はや夜も明けなむと思ひつつゐたりけるに、鬼はや一口に食ひてけり。
はや夜も(明け)行活用、形なむと(思ひ)行活用、形つつ(ゐ)行活用、形たりけるに、鬼はや一口に(食ひ)行活用、形てけり。
早く夜が明けてほしいと思いながら座っていたところ、鬼は早くも一口で食べてしまった。
「あなや。」と言ひけれど、神鳴るさわぎに、え聞かざりけり。
「あなや。」と(言ひ)行活用、形けれど、神(鳴る)行活用、形さわぎに、え(聞か)行活用、形ざりけり。
「ああ!」と叫んだが、雷の音で聞こえなかった。
やうやう夜も明けゆくに、見れば、率て来し女もなし。
やうやう夜も(明けゆく)行活用、形に、(見れ)行活用、形ば、(率)行活用、形て(来)行活用、形し女もなし。
だんだん夜も明けてきたが、見ると連れてきた女もいない。
足ずりをして泣けどもかひなし。
足ずりを(し)行活用、形て(泣け)行活用、形どもかひなし。
足を引きずりながら、泣いたがもう遅かった。
白玉か何ぞと人の問ひし時
露と答へて消えなましものを
白玉か何ぞと人の(問ひ)行活用、
形し時
真珠か何かかと女が問うた時に、
露と(答へ)行活用、形て
(消え)行下二段活用、連用形なましものを
露だと答えてあのとき自ら消えていたら良かった
これは二条の后の、いとこの女御の御もとに、仕うまつるやうにてゐたまへりけるを、かたちのいとめでたくおはしければ、盗みて負ひていでたりけるを、御兄、堀河大臣、太郎国経大納言、まだ下﨟にて、内裏へ参りたまふに、いみじう泣く人あるを聞きつけて、とどめてとりかへしたまうてけり。
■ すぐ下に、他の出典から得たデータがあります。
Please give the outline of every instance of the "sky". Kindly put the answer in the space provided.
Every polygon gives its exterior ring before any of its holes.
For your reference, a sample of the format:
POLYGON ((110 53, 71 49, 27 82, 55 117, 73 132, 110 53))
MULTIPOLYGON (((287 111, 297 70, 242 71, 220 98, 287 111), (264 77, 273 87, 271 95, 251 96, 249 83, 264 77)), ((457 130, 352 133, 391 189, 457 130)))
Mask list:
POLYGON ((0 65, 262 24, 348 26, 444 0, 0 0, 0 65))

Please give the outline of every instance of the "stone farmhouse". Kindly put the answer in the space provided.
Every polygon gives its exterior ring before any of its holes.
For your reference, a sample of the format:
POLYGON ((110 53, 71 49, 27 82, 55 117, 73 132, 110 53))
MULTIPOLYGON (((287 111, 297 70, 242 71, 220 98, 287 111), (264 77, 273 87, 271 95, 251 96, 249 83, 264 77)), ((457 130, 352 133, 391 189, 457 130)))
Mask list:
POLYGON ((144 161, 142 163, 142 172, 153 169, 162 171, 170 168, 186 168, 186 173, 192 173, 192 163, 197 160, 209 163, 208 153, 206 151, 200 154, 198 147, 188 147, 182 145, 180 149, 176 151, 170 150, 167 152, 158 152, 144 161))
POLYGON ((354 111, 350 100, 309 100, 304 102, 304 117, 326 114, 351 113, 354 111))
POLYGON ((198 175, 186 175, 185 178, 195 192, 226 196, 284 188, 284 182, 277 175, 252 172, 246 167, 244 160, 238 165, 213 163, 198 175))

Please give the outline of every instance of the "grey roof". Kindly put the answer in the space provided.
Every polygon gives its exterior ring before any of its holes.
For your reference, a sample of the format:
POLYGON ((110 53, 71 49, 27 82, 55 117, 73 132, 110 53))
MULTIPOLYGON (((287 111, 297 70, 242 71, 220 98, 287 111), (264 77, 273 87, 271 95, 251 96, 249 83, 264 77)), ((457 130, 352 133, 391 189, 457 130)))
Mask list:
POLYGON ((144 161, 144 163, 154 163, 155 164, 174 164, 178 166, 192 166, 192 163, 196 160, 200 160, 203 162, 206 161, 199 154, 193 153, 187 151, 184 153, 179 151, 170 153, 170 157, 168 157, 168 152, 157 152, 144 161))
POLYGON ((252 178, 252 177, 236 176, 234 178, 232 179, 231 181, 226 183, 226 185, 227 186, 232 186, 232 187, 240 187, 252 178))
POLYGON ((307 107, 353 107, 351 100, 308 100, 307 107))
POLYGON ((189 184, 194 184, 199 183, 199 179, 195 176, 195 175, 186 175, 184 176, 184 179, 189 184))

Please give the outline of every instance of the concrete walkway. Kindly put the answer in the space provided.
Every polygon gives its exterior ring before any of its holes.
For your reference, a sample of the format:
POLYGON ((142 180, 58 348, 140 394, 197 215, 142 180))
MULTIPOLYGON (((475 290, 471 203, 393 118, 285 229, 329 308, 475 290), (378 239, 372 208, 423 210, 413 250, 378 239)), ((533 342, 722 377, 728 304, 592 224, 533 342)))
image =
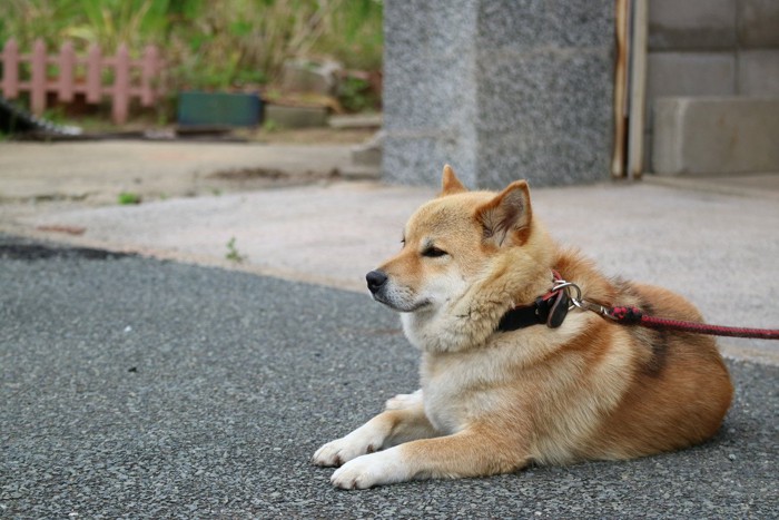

これは二条の后の、いとこの女御の御もとに、(仕うまつる)語、行活用、形やうにて(ゐ)行活用、形(たまへ)補助動詞、行活用、形りけるを、かたちのいとめでたく(おはし)補助動詞、行活用、形ければ、(盗み)行活用、形て(負ひ)行活用、形て(いで)行活用、形たりけるを、御兄、堀河大臣、太郎国経大納言、まだ下﨟にて、内裏へ(参り)語、行活用、形(たまふ)補助動詞、行活用、形に、いみじう(泣く)行活用、形人(ある)行活用、形を(聞きつけ)行活用、形て、(とどめ)行活用、形て(とりかへし)行活用、形(たまう)補助動詞、行活用、形、音便てけり。
この女は二条の后で、いとこの女御のお側にお仕えしていたのを、美貌が優れていたので、男が盗み出したものであったが、まだ身分がそのとき低かった兄の堀川大臣と長兄の国経大納言が、宮中へ参内なさるとき、たいへん泣いている人がいるのを聞きつけて、とどめて取り返しなさったのであった。
それをかく鬼とはいふなりけり。
それをかく鬼とは(いふ)行活用、形なりけり。
それ(兄たちのこと)を鬼と言うのであったのだ。
まだいと若うて、后のただにおはしける時とや。
まだいと若うて、后のただに(おはし)補助動詞、行活用、形ける時とや。
まだ、后もとても若くて普通の人であったときのお話だそうだ。